Question

Estimate the average drift of conduction electrons in a copper wire of cross sectional area \[2.5 \times {10^{ - 7}}{m^2}\] carrying a current of \[1.8A\]. Assume the density of conduction electrons to be \[9 \times {10^{28}}{m^{ - 3}}\].

Answer 1

Hint: The drift velocity of a charged particle is the average velocity of the charged particle, such as electrons, within the material, due to an electric field. If an electron is propagating randomly at the Fermi velocity, average velocity will be equal to zero.

Complete step by step solution:
Let’s define all the data given in the question;
The cross sectional area of the copper wire= \[2.5 \times {10^{ - 7}}{m^2}\]
Current carrying= \[1.8A\]
Density of the conduction electron= \[9 \times {10^{28}}{m^{ - 3}}\]
We know, current in terms of drift speed and the area of cross section is given by;
$I = neA{v_d}$
Here, $n$ is the number of conduction electrons per unit volume.
$e$ is the charge of electron
${v_d}$ is the drift speed
$A$ is the area of cross section of the conducting copper wire
From the above equation, we are arranging the drift velocity on the left hand side of the equation and all the other terms on the right hand side of the equation we get,
Drift velocity, ${v_d} = \dfrac{I}{{neA}}$
Applying the known values from the question to the above equation we get,
Current, $I = 2.7A$
Number of conduction electrons per unit volume, $n = 9 \times {10^{28}}{m^{ - 3}}$
Charge of electron, $e = 1.6 \times {10^{ - 19}}$
Are of cross section,\[A = 2.5 \times {10^{ - 7}}{m^2}\]
We get
${v_d} = \dfrac{{2.7}}{{9 \times {{10}^{28}} \times 1.6 \times {{10}^{ - 19}} \times 2.5 \times {{10}^{ - 7}}}}$
$ \Rightarrow {v_d} = 7.5 \times {10^{ - 4}}m/s$

That is the average drift of conduction electrons in a copper wire, ${v_d} = 7.5 \times {10^{ - 4}}m/s$.

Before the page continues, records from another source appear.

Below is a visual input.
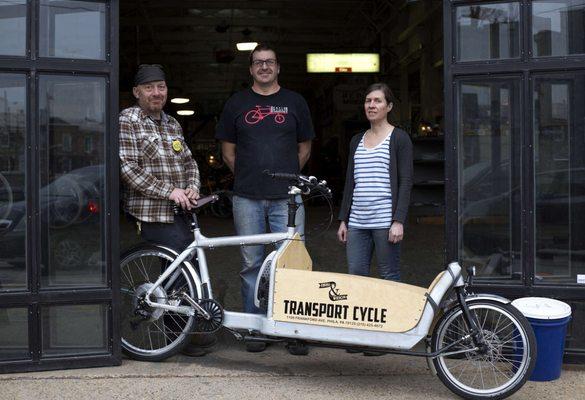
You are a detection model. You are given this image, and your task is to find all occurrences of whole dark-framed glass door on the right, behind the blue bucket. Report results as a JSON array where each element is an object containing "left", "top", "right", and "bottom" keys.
[{"left": 444, "top": 0, "right": 585, "bottom": 363}]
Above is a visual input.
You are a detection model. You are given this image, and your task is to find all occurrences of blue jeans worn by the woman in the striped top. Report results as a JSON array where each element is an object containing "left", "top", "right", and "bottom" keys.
[{"left": 346, "top": 228, "right": 400, "bottom": 281}]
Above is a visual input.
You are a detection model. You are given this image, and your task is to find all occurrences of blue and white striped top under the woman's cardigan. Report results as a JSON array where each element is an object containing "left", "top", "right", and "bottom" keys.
[{"left": 349, "top": 132, "right": 392, "bottom": 229}]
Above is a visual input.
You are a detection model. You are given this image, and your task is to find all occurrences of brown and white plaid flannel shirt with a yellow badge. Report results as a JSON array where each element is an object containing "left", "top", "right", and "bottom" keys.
[{"left": 119, "top": 106, "right": 200, "bottom": 223}]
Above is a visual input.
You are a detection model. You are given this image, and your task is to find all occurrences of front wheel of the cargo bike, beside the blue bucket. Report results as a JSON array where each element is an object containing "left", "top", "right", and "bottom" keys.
[{"left": 431, "top": 300, "right": 536, "bottom": 399}]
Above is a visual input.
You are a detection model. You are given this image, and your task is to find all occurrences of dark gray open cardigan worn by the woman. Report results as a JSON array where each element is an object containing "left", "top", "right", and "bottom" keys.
[{"left": 338, "top": 127, "right": 412, "bottom": 224}]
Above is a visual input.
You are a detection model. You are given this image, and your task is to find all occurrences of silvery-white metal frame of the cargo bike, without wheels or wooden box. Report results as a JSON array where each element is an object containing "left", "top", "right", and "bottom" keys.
[{"left": 145, "top": 187, "right": 472, "bottom": 350}]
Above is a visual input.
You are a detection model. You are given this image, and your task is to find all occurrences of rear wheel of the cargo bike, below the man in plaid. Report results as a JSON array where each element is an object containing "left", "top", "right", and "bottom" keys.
[{"left": 120, "top": 246, "right": 201, "bottom": 361}]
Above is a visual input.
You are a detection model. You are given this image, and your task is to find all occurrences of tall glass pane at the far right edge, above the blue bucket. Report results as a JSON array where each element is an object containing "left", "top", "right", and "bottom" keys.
[{"left": 532, "top": 72, "right": 585, "bottom": 285}]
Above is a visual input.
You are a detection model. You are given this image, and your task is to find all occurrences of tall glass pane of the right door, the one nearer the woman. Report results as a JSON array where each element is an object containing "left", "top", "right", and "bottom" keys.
[{"left": 457, "top": 77, "right": 522, "bottom": 282}]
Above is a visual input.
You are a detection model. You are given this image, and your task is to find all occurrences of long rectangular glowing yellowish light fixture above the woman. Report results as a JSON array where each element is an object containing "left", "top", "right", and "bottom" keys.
[{"left": 307, "top": 53, "right": 380, "bottom": 73}]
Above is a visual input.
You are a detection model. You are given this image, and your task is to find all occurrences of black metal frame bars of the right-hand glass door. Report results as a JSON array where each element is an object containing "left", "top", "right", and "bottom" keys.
[{"left": 443, "top": 0, "right": 585, "bottom": 363}]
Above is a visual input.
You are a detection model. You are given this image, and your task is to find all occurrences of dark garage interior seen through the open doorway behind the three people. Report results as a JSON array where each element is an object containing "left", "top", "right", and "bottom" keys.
[{"left": 119, "top": 0, "right": 445, "bottom": 308}]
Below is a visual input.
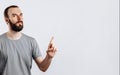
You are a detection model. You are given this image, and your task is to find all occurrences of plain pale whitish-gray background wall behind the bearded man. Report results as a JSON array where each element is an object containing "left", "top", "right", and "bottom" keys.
[{"left": 0, "top": 0, "right": 119, "bottom": 75}]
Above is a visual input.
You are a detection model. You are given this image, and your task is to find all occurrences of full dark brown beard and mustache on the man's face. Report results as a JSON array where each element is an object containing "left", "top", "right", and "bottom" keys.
[{"left": 9, "top": 20, "right": 23, "bottom": 32}]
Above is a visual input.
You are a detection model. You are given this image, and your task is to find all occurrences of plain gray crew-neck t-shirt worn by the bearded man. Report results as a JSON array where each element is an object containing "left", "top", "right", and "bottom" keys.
[{"left": 0, "top": 33, "right": 41, "bottom": 75}]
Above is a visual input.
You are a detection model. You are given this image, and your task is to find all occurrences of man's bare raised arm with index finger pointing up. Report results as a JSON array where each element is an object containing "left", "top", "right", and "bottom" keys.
[{"left": 35, "top": 37, "right": 57, "bottom": 72}]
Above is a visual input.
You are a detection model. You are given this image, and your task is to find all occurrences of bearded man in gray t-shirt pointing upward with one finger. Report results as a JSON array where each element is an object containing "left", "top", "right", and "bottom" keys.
[{"left": 0, "top": 5, "right": 56, "bottom": 75}]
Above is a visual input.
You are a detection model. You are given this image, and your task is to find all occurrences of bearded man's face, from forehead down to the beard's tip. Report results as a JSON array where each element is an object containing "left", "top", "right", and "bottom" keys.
[{"left": 8, "top": 8, "right": 23, "bottom": 32}]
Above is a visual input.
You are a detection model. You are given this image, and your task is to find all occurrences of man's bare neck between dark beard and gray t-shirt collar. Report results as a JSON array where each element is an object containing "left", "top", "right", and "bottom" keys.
[{"left": 7, "top": 31, "right": 22, "bottom": 40}]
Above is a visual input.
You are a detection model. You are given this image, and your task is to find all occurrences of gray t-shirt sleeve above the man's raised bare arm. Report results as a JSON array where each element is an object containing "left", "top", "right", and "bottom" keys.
[{"left": 32, "top": 39, "right": 42, "bottom": 59}]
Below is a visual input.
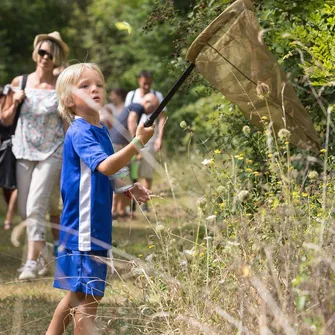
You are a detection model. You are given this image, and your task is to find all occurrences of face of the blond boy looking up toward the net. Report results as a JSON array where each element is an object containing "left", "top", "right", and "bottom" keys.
[{"left": 72, "top": 69, "right": 105, "bottom": 116}]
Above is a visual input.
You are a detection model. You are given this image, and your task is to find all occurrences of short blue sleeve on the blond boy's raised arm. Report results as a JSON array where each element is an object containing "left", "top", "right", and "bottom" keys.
[{"left": 72, "top": 129, "right": 108, "bottom": 171}]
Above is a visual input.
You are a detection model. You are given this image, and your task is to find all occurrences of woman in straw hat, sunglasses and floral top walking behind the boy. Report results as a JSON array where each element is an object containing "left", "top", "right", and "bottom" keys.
[{"left": 1, "top": 31, "right": 69, "bottom": 280}]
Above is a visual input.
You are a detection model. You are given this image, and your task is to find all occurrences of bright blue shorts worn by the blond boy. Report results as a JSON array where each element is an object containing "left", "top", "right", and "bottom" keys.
[{"left": 54, "top": 249, "right": 108, "bottom": 296}]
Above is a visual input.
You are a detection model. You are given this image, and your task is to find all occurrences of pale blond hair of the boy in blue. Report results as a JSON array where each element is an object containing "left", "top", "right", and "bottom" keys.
[{"left": 56, "top": 63, "right": 106, "bottom": 122}]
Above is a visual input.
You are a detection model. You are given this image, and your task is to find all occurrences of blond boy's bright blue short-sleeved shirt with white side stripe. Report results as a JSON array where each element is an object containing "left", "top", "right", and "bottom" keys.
[{"left": 60, "top": 118, "right": 114, "bottom": 251}]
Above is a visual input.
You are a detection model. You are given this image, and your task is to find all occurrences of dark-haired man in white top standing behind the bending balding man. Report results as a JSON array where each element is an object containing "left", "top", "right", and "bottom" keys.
[{"left": 125, "top": 70, "right": 166, "bottom": 211}]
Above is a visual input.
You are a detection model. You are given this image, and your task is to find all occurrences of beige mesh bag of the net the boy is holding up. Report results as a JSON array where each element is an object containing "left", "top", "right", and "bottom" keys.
[{"left": 186, "top": 0, "right": 320, "bottom": 151}]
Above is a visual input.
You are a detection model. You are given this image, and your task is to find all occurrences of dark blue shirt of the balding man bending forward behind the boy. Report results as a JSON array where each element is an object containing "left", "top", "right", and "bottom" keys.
[{"left": 110, "top": 103, "right": 144, "bottom": 144}]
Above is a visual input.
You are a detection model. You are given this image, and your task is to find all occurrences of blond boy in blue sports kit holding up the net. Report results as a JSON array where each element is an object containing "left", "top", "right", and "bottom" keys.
[{"left": 47, "top": 63, "right": 154, "bottom": 335}]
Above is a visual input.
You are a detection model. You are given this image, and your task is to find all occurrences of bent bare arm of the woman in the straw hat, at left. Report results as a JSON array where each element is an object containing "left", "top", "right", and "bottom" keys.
[{"left": 0, "top": 76, "right": 25, "bottom": 126}]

Note: Free electrons gain velocity when a potential difference is applied across a conductor, and the direction will be opposite to the electric field between successive collisions, thus acquiring a velocity component in that direction in addition to its random thermal velocity. As a result, there exists a definite small drift velocity of electrons, and this drift velocity will be superimposed on the random motion of free electrons and causing a net flow of electrons in the direction opposite to the field.